News & Events
FDA NEWS RELEASE
FOR IMMEDIATE RELEASE
FDA Warns of Safety Concern Regarding Rituxan in New Patient Population
The Food and Drug Administration (FDA) is alerting health care professionals and patients treated with Rituxan (rituximab) to reports of an emerging risk of a serious side effect in patients receiving or who have used Rituxan. FDA recently learned that two patients who were treated with Rituxan for systemic lupus erythematosus (SLE) developed progressive multifocal leukoencephalopathy (PML), a fatal viral infection of the central nervous system. This side effect has been reported in patients as late as 12 months after their last dose of Rituxan.
SLE is not an approved indication for Rituxan. Rituxan is approved only for the treatment of patients with non-Hodgkin's lymphoma and patients with rheumatoid arthritis whose disease no longer responds to other common treatments.
"Rituxan is used in both approved and off-label settings, and therefore it is very important for prescribers as well as patients to be aware of these new reports of the risk of PML," said Dr. Steven Galson, director of FDA's Center for Drug Evaluation and Research. "Patients who are being treated or have been treated with Rituxan who experience any major changes in vision, balance, or coordination, or who experience confusion, should promptly call their doctor."

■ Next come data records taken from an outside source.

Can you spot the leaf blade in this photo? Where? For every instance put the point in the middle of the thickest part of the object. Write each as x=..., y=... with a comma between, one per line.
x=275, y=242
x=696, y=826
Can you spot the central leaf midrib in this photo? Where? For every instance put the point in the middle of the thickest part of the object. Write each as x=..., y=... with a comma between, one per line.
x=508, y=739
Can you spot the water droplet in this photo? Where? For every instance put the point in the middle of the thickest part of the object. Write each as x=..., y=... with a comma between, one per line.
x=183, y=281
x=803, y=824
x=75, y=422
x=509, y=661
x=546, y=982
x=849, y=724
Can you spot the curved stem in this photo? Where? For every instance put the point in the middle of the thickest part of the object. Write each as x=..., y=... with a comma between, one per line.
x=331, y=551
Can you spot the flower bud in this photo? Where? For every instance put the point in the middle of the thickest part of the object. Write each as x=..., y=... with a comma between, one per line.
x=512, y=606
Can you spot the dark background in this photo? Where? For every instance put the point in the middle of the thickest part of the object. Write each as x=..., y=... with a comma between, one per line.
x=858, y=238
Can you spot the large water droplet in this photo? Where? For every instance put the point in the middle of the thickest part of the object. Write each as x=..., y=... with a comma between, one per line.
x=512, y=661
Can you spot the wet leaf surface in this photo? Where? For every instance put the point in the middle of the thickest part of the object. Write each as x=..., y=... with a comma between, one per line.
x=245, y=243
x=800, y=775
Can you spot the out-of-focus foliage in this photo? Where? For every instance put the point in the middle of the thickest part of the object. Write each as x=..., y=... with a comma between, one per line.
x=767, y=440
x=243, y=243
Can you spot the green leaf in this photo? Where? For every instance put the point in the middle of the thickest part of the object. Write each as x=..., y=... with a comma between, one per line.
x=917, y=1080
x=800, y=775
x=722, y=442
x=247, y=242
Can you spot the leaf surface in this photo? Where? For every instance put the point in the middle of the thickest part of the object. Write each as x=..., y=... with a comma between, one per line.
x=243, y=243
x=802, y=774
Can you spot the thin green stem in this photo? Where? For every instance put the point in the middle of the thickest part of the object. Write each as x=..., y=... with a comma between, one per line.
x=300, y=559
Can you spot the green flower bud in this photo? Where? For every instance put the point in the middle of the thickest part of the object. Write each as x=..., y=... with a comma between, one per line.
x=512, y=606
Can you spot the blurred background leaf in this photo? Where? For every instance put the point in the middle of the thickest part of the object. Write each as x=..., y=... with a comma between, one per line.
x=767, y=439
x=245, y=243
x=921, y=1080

Rituxan, which has been marketed since 1997, acts on the body's immune system by decreasing certain types of white blood cells. This makes the drug effective in treating lymphoma and rheumatoid arthritis, but it also increases the body's susceptibility to infection. The Rituxan label was updated in February 2006 to include postmarketing reports of cases of serious viral illnesses, including PML, in patients with lymphoma who received Rituxan. There have been 23 confirmed cases of PML in patients with lymphoid malignancies either during or after completion of treatment with Rituxan. The majority of these patients also had received other drugs known to affect the immune system.
Additionally, cases of PML have occurred in patients who have not received Rituxan. Most reports have been in patients with a compromised immune system, either due to medical conditions (lymphoma or blood cancers, HIV infection and congenital immunodeficiency syndromes) or medical treatments (cancer chemotherapy and immunosuppressive medications in organ transplant recipients). There also have been literature reports of PML in patients with SLE who did not receive Rituxan, but had received other immunosuppressive drugs. Currently FDA is working with Genentech, the drug's sponsor, to add this recent information on PML to the drug label.

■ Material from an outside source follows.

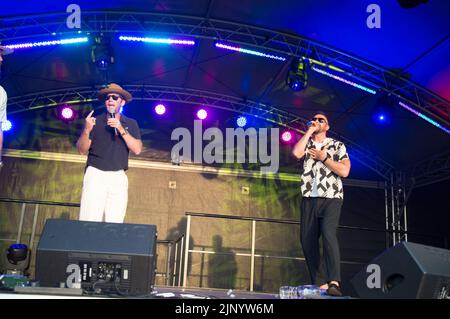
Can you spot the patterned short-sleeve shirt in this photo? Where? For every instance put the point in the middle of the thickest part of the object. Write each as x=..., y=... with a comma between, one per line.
x=329, y=185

Health care professionals should report any serious adverse events possibly associated with the use of Rituxan to FDA's MedWatch Adverse Event Reporting program online [at www.fda.gov/MedWatch/report.htm], by phone [1-800-FDA-1088], or by returning the postage-paid FDA form 3500 [which may be downloaded from www.fda.gov/MedWatch/getforms.htm] by mail [to MedWatch, 5600 Fishers Lane, Rockville, MD 20852-9787] or fax [1-800-FDA-0178].
Rituxan is manufactured by Genentech, Inc. of South San Francisco, Calif.